El Molusco Contagioso es una enfermedad infecciosa causada por un virus que infecta las capas superficiales de la piel. Se adquiere por contacto directo con las lesiones que provoca, aunque también puede transmitirse a través de toallas o juguetes. La mayoría de las personas adultas que entran en contacto con el virus no llegan a desarrollar lesiones. Las posibilidades aumentan en pacientes con problemas inmunológicos, ya que su sistema no es capaz de generar una respuesta inmune rápida que evite la infección. En el caso de los niños, que tienen un sistema inmunológico inmaduro, el molusco contagioso es más habitual. Especialmente en los niños que tienen dermatitis atópica, ya que la función barrera de su piel es menos eficaz y eso hace que el virus logre colonizar la zona con más facilidad.

El Molusco Contagioso se caracteriza porque presenta unas lesiones muy peculiares. Son pequeñas, de no más de medio centímetro; con relieve y del color de la piel. En su interior tienen una zona de color oscuro, como un ombligo; por eso se dice que son lesiones umbilicadas. Es habitual que aparezca un eccema al alrededor de cada lesión y también que se inflamen y adquieran un color rosado.

Estas lesiones pueden aparecer casi en cualquier lugar de la piel, pero las zonas más habituales son la cara, los brazos, las manos y las piernas. Pueden aparecer en grupos o como lesiones únicas y rara vez aparecen diseminadas por varias zonas.

Su aparición crea mucha alerta, las lesiones son muy llamativas y pueden confundirse con verrugas. Pero podemos estar tranquilos: se trata de un problema de salud leve que se resuelve de forma espontánea. Eso sí, las lesiones pueden durar semanas, meses o incluso años.

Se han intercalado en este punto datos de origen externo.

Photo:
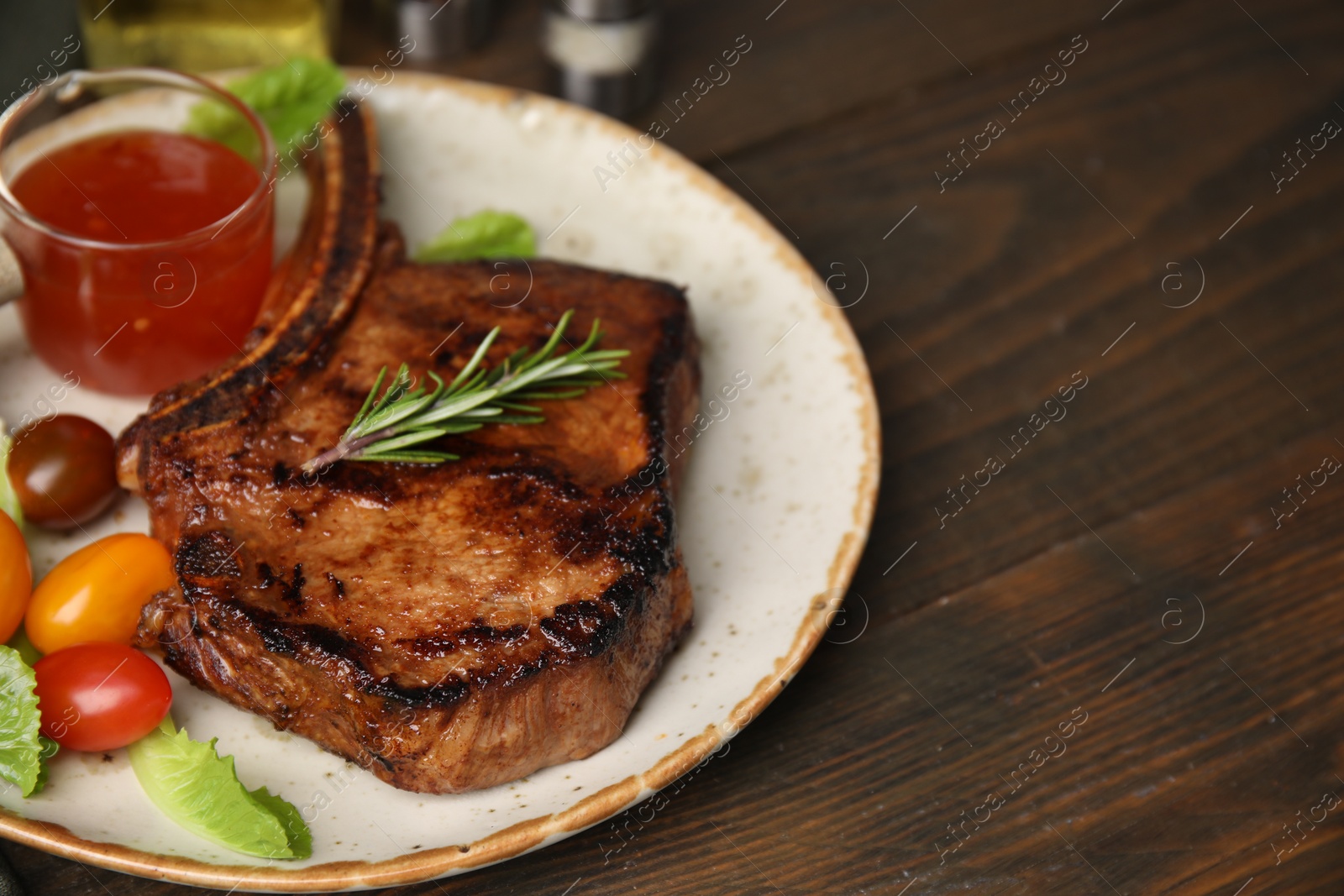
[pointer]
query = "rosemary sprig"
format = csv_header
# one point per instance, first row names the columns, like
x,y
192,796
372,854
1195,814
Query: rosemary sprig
x,y
391,427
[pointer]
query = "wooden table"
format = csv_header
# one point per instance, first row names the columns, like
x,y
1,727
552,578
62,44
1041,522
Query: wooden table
x,y
1112,664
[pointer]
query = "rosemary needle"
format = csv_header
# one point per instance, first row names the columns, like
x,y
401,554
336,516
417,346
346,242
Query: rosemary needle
x,y
393,426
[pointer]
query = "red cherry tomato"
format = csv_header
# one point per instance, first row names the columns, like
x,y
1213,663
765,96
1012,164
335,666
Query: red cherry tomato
x,y
65,470
100,696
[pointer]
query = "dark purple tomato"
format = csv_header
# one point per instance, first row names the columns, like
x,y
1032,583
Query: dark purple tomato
x,y
65,470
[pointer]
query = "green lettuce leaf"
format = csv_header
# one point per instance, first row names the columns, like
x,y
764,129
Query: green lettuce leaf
x,y
289,98
27,652
49,750
192,783
8,497
487,234
20,745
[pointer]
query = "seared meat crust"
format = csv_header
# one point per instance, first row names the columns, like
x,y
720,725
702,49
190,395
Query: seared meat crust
x,y
447,626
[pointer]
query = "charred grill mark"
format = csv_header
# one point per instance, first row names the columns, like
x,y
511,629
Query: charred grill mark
x,y
207,557
582,629
293,590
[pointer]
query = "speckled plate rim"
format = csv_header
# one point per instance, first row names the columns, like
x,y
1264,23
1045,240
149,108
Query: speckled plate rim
x,y
543,831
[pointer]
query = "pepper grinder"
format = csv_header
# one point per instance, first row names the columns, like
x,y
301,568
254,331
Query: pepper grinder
x,y
604,53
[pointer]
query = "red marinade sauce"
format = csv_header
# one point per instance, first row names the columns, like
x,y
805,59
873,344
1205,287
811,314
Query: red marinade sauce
x,y
136,322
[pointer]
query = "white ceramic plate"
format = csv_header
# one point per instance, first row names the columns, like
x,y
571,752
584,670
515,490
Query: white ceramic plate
x,y
773,516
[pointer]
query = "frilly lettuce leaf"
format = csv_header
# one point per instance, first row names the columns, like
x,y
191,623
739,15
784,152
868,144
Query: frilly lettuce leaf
x,y
49,750
27,652
20,746
487,234
8,497
289,98
192,783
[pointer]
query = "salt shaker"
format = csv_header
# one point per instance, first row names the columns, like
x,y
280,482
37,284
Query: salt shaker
x,y
604,53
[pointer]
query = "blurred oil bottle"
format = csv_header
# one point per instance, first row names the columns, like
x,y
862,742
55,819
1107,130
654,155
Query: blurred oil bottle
x,y
203,35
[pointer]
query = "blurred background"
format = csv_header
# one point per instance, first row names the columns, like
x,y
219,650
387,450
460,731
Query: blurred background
x,y
601,53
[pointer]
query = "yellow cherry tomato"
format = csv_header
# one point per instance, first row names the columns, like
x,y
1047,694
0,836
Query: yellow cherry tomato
x,y
15,577
97,593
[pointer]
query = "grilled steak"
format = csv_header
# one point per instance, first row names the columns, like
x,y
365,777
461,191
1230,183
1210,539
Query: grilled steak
x,y
445,626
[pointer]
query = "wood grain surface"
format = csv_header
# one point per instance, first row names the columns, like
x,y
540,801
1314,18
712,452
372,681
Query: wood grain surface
x,y
1110,663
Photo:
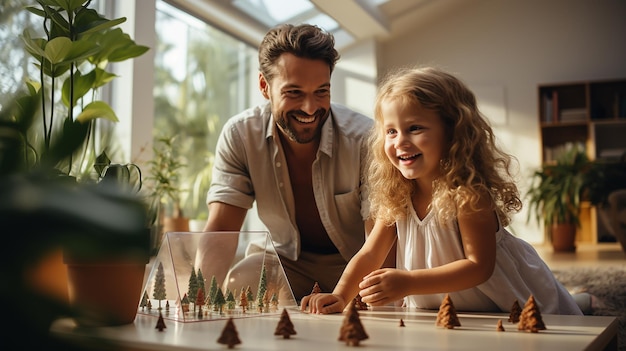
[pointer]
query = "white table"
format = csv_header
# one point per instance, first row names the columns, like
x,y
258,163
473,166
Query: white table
x,y
321,332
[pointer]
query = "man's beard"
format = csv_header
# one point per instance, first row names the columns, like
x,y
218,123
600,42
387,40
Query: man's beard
x,y
304,137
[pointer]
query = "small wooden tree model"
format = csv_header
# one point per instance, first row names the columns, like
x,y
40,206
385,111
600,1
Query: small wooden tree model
x,y
316,289
229,335
159,284
160,322
285,326
360,305
447,317
530,318
516,310
352,331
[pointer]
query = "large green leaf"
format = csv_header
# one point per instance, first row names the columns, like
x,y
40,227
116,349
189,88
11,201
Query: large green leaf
x,y
97,109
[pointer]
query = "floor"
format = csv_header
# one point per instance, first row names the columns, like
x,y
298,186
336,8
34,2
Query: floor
x,y
586,255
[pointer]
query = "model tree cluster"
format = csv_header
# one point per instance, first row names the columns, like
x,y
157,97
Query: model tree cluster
x,y
530,318
352,331
285,326
447,317
516,310
159,285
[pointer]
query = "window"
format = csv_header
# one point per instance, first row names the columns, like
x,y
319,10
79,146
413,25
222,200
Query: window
x,y
202,77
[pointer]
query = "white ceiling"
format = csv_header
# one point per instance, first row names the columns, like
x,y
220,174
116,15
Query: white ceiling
x,y
363,19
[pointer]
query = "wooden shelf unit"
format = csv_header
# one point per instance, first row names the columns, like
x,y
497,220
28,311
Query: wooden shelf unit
x,y
592,113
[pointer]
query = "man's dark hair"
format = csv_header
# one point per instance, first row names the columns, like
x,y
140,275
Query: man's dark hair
x,y
305,40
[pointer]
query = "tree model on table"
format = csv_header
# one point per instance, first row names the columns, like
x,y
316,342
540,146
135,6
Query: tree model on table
x,y
229,336
499,326
530,318
193,288
200,301
360,305
160,322
516,310
285,326
159,285
447,317
243,301
352,331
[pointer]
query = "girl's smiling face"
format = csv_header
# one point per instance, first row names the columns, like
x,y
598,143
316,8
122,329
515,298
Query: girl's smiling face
x,y
415,139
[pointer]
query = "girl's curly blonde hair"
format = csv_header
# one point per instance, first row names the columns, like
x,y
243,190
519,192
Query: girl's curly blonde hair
x,y
474,165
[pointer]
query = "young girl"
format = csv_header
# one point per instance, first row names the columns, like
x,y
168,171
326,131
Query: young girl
x,y
442,188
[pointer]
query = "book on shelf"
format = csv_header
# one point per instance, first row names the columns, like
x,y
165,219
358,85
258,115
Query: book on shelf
x,y
573,115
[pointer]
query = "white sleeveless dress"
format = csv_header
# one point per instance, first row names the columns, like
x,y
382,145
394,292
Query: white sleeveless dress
x,y
518,273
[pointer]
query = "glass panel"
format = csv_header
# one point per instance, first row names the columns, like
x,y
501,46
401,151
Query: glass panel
x,y
203,77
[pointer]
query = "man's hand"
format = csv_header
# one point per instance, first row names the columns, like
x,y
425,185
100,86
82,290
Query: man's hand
x,y
322,303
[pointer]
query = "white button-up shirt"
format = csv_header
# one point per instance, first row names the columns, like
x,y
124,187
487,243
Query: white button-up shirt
x,y
250,165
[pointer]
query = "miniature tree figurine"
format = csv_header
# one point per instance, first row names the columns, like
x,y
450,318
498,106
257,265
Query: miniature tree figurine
x,y
446,317
285,326
243,301
230,300
159,285
201,283
262,290
160,322
316,289
530,318
229,335
499,326
274,301
144,300
516,310
249,296
219,301
200,301
352,331
213,291
192,289
360,305
185,303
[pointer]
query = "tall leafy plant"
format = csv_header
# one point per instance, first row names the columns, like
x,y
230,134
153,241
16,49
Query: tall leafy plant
x,y
73,59
557,190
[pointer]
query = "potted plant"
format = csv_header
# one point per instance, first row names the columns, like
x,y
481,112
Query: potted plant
x,y
605,179
555,196
54,129
164,182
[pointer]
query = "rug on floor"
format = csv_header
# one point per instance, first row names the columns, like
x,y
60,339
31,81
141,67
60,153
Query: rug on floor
x,y
607,285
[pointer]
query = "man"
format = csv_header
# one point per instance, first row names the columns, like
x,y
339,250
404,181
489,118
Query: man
x,y
300,157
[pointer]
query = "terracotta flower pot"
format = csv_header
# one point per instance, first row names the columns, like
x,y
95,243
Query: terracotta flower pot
x,y
105,293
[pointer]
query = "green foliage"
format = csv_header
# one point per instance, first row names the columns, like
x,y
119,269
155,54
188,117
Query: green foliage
x,y
165,174
556,191
72,60
159,284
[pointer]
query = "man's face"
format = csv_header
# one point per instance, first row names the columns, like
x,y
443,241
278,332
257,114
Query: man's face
x,y
299,95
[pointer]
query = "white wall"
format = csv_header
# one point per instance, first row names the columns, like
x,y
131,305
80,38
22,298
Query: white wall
x,y
503,49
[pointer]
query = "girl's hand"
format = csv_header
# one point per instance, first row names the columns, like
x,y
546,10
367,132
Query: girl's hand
x,y
384,286
323,303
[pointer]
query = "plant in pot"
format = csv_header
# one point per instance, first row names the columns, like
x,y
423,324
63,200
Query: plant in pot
x,y
555,196
604,183
97,221
164,182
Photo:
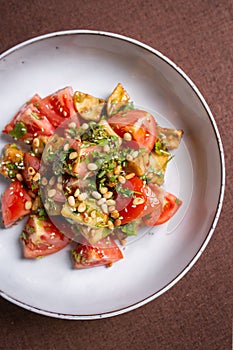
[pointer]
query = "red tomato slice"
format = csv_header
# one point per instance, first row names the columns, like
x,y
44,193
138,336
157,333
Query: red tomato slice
x,y
140,124
40,238
170,206
35,122
13,203
33,162
125,203
35,98
58,106
105,252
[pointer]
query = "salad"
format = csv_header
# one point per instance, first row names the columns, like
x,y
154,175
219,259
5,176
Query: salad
x,y
87,172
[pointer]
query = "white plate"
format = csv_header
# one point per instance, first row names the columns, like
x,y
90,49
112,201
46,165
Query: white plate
x,y
95,62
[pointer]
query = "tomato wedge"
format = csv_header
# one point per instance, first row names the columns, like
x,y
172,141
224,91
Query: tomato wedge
x,y
140,124
28,123
170,206
105,252
135,199
31,167
58,106
13,203
40,237
10,126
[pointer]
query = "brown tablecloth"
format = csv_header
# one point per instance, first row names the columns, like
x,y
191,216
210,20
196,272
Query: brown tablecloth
x,y
196,312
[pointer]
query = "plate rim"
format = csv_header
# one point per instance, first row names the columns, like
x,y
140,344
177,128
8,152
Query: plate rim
x,y
222,168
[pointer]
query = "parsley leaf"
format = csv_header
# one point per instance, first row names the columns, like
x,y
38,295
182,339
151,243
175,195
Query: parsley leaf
x,y
19,130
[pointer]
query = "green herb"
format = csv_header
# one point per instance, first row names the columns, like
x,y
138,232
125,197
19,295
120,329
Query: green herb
x,y
19,130
125,192
35,115
160,148
129,229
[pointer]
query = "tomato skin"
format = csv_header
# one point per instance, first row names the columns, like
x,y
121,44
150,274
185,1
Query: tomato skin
x,y
13,203
10,126
105,252
41,238
58,106
139,123
30,161
170,206
125,205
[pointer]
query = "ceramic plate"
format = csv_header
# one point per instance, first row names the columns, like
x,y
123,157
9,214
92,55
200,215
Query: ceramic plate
x,y
94,62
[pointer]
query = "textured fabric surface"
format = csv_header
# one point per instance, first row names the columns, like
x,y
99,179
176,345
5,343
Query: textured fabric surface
x,y
196,313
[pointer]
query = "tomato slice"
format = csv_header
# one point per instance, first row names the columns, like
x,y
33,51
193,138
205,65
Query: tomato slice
x,y
40,237
13,203
140,124
105,252
34,99
58,106
31,167
134,200
170,206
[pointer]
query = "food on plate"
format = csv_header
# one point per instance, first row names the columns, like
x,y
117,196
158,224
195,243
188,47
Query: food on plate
x,y
87,172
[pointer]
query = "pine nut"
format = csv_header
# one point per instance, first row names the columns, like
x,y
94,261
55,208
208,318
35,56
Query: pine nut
x,y
75,168
117,222
111,208
77,192
36,142
52,181
127,136
129,176
81,207
72,125
96,195
103,190
108,194
85,126
117,170
28,205
101,201
135,154
66,147
31,171
110,202
115,214
92,166
19,177
73,155
51,193
138,200
93,214
59,187
104,207
87,220
82,196
121,179
59,179
44,181
129,157
110,224
106,148
71,201
36,177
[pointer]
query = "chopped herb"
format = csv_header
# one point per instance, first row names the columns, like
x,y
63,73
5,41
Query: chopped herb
x,y
19,130
130,229
160,148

En función de las características del paciente y de si las lesiones aparecen en alguna zona comprometida, el médico puede proponer un tratamiento. Hay varias posibilidades, pero todas ellas pasan por eliminar las lesiones, ya sea quemándolas de forma química o con frío o extirpándolas con un bisturí. En cualquier caso es muy importante no manipular las lesiones en casa, ya que podemos favorecer la propagación del virus a otras zonas y la multiplicación del sarpullido.

En esta, como en casi todas las enfermedades, lo más importante es la prevención y para eso debemos tener en cuenta dos cosas:

Evitar riesgos: hay que evitar el contacto con las lesiones, evitando manipular tanto las que uno mismo pueda tener, como las de otra persona. Para ello debemos educar correctamente a los niños en hábitos de prevención como no compartir toallas, peines, gorros u otros objetos de uso personal.

Mantener la piel en perfectas condiciones. Esto es especialmente importante en personas con dermatitis atópica, pero es un buen consejo para todo el mundo. Hay que hacer una higiene acorde a las necesidades de cada persona y mantener la piel perfectamente hidratada.